On ne prend point en Espagne non plus qu'en France le change que ces compagnies présentent si volontiers en jouant sur la chose et sur le mot, comme elles ont tâché de faire sur celui de parlement commun à l'ancien parlement de France, dont on vient de parler, et au parlement d'Angleterre, qui est l'assemblée qui en représente toute la nation avec un pouvoir législatif et de l'étendue que tout le monde sait. Les enregistrements des parlements sont connus en Espagne comme en France pour ce qu'ils valent intrinsèquement, c'est-à-dire comme n'ayant aucun trait à ajouter rien à l'autorité du roi, devant laquelle toute autre disparaît en France; mais simplement ut notum sit, c'est-à-dire pour rendre publique et solennellement publique la teneur de la pièce qui s'enregistre, et pour faire une loi au parlement qui l'enregistre d'y conformer ses jugements. Que si les rois ont permis les remontrances aux parlements, chose dont l'usage ou l'exclusion dépend uniquement de la volonté des rois, ce n'est que pour éviter les surprises et connaître avec plus de justesse et de réflexion les conséquences du tout ou de partie de la pièce envoyée pour enregistrer, qui se retire ou qui est modifiée, si le roi est touché des raisons qui font la matière des remontrances, ou s'il ne l'est pas, qui s'enregistre, nonobstant une ou plusieurs remontrances.

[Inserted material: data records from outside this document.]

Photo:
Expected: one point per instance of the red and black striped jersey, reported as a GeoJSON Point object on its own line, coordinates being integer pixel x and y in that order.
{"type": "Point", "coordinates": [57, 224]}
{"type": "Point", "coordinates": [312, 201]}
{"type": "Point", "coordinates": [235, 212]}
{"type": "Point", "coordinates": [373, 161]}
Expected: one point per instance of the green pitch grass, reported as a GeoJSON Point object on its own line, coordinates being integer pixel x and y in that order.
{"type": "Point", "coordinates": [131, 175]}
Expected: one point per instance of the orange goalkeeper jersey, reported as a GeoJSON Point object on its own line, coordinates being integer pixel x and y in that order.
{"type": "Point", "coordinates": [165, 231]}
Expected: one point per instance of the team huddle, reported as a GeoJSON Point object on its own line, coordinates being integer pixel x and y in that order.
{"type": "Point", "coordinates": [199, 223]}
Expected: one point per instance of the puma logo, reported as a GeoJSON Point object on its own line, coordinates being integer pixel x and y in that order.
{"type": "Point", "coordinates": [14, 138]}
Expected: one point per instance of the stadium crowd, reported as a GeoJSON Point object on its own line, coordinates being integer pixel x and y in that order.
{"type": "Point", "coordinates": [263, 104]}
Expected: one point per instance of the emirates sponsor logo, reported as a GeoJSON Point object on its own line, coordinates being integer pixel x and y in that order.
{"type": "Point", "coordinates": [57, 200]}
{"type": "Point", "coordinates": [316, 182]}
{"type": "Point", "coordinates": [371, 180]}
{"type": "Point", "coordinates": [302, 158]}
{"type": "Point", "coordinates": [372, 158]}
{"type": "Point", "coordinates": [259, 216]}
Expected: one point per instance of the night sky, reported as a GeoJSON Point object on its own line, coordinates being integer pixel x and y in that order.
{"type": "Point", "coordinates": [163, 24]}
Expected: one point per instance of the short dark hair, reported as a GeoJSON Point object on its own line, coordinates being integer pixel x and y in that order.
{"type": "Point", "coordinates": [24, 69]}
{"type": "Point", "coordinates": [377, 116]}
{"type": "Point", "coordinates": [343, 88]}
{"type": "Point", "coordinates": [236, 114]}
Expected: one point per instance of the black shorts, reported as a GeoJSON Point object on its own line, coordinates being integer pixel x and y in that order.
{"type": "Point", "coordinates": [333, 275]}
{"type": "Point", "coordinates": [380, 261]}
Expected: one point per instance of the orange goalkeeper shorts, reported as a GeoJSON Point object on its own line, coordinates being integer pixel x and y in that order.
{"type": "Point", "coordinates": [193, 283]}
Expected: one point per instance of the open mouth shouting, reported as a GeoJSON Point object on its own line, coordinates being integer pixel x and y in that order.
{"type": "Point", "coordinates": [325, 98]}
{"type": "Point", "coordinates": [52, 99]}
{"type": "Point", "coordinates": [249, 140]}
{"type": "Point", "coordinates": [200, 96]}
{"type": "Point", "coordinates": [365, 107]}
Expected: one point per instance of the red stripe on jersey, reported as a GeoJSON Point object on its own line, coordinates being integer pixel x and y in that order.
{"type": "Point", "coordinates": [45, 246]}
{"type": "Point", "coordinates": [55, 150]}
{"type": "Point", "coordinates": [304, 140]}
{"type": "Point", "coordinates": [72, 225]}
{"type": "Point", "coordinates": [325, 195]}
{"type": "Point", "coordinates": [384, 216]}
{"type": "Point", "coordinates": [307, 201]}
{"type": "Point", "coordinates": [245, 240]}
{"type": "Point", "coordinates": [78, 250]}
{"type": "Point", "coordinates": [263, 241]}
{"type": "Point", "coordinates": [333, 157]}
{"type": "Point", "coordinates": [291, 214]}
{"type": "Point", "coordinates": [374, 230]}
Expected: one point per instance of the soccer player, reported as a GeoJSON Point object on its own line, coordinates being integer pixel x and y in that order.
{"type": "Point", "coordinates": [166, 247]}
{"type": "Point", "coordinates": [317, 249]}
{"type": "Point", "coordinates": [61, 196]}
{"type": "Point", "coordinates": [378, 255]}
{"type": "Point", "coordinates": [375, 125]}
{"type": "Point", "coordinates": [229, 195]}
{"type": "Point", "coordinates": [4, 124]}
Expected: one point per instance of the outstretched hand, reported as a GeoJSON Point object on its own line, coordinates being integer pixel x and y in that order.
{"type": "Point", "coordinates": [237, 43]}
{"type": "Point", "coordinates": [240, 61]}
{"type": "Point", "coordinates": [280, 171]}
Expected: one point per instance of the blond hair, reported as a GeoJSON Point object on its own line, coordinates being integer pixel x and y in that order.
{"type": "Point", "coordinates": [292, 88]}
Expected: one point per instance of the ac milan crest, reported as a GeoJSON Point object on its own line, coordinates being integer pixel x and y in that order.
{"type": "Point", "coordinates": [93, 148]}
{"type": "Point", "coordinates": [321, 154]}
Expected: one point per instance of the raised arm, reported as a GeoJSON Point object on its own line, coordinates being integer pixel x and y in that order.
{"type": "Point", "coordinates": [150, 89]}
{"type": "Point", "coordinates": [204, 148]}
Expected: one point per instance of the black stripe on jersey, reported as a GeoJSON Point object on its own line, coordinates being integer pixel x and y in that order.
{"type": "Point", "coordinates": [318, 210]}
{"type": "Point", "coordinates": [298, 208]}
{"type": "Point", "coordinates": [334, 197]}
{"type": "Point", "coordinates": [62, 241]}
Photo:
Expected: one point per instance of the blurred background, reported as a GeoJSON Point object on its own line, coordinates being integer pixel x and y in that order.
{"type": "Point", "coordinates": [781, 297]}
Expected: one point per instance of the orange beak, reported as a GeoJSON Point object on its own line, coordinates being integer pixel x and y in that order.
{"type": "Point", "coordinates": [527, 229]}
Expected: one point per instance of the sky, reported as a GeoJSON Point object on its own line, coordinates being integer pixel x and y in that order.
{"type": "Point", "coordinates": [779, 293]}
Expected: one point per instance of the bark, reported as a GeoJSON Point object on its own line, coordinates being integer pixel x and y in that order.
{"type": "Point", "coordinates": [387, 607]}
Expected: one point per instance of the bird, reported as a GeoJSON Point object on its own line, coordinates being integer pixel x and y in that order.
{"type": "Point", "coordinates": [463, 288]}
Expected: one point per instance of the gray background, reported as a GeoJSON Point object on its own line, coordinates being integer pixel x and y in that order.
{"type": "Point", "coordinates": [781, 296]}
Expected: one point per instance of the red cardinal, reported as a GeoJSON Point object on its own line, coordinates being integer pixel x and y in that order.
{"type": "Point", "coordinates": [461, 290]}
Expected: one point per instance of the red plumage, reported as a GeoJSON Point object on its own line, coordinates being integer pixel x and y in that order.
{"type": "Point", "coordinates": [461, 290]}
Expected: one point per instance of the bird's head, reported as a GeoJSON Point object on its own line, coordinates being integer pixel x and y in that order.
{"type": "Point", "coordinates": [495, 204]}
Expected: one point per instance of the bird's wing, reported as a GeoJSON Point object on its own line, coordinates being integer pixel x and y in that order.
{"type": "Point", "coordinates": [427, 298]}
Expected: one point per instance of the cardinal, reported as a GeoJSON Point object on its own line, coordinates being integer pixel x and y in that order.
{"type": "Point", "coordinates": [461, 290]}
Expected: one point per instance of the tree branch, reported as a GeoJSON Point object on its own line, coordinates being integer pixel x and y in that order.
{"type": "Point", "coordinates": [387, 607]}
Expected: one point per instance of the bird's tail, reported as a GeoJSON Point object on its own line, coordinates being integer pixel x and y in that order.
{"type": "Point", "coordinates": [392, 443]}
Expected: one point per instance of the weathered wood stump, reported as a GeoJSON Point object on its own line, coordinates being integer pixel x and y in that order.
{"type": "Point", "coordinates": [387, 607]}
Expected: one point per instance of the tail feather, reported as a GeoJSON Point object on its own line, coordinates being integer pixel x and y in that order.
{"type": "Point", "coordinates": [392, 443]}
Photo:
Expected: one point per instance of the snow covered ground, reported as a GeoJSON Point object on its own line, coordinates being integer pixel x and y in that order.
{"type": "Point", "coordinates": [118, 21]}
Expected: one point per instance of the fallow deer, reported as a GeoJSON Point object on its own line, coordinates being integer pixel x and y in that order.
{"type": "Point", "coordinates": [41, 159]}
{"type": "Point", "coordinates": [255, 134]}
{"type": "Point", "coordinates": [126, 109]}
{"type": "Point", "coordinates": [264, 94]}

À l'égard du rang que les parlements tiennent dans l'État, on le peut voir plus haut, tome XI, pages 366 et suiv., et on y verra que ces compagnies n'y en tiennent et n'y en ont jamais tenu, et qu'elles y sont confondues dans le tiers état, sans jamais avoir fait corps à part. Que si, dans des temps de troubles, comme dans ceux de la minorité de Louis XIV et dans quelques autres, ceux qui voulaient troubler se soient adressés au parlement de Paris, cela ne peut donner à cette compagnie un droit de se mêler du gouvernement, qu'elle n'a pas; cela montre seulement des gens qui vont à la seule assemblée toujours existante, mais seulement pour juger des procès, qui la flattent dans sa chimère d'être les tuteurs des rois, les protecteurs des peuples, le milieu entre le roi et le peuple; des gens qui se veulent parer du nom et de l'appui du parlement, et le parlement qui saisit les moments de figurer, de se faire compter et d'essayer de se faire un titre d'autorité et de puissance, qui s'évanouit avec les troubles dont la fin remet cette compagnie en règle et dans son état naturel. Il en est en un autre sens de même des trois dernières régences, les seules qui aient été déclarées dans le parlement, comme on le pourra voir aux lieux ci-dessus où je renvoie. Il est donc évident que rien n'était plus inutile au projet de l'Espagne que d'écrire aux parlements, qui ne sont dans le royaume que de simples juges supérieurs, dont tout le pouvoir et la fonction n'est uniquement que de juger les procès, au nom et par l'autorité du roi, de ceux de ses sujets qui sont dans leur ressort, à quoi ils sont tellement bornés que c'est une autre cour [pour] les grands et immédiats feudataires de la couronne, qui reçoit les hommages qu'ils doivent au roi de leurs fiefs, ou le seul chancelier au choix des feudataires, mais dont les hommages sont enregistrés dans cette autre cour, qui est la chambre des comptes, laquelle aussi examine privativement au parlement et à toutes autres cours les comptes des comptables du roi, les punit ou les approuve. Mais M. du Maine et le premier président n'avaient garde de manquer une si belle occasion de flatter le parlement, de tâcher de l'engager avec eux, et d'éblouir le monde ignorant de ce vain nom en telle matière; et Cellamare, qui regardait M. et Mme du Maine comme les chefs et l'âme du parti qu'il voulait former, n'avait garde aussi de s'éloigner en rien de ce qui leur convenait et de ce qu'ils désiraient.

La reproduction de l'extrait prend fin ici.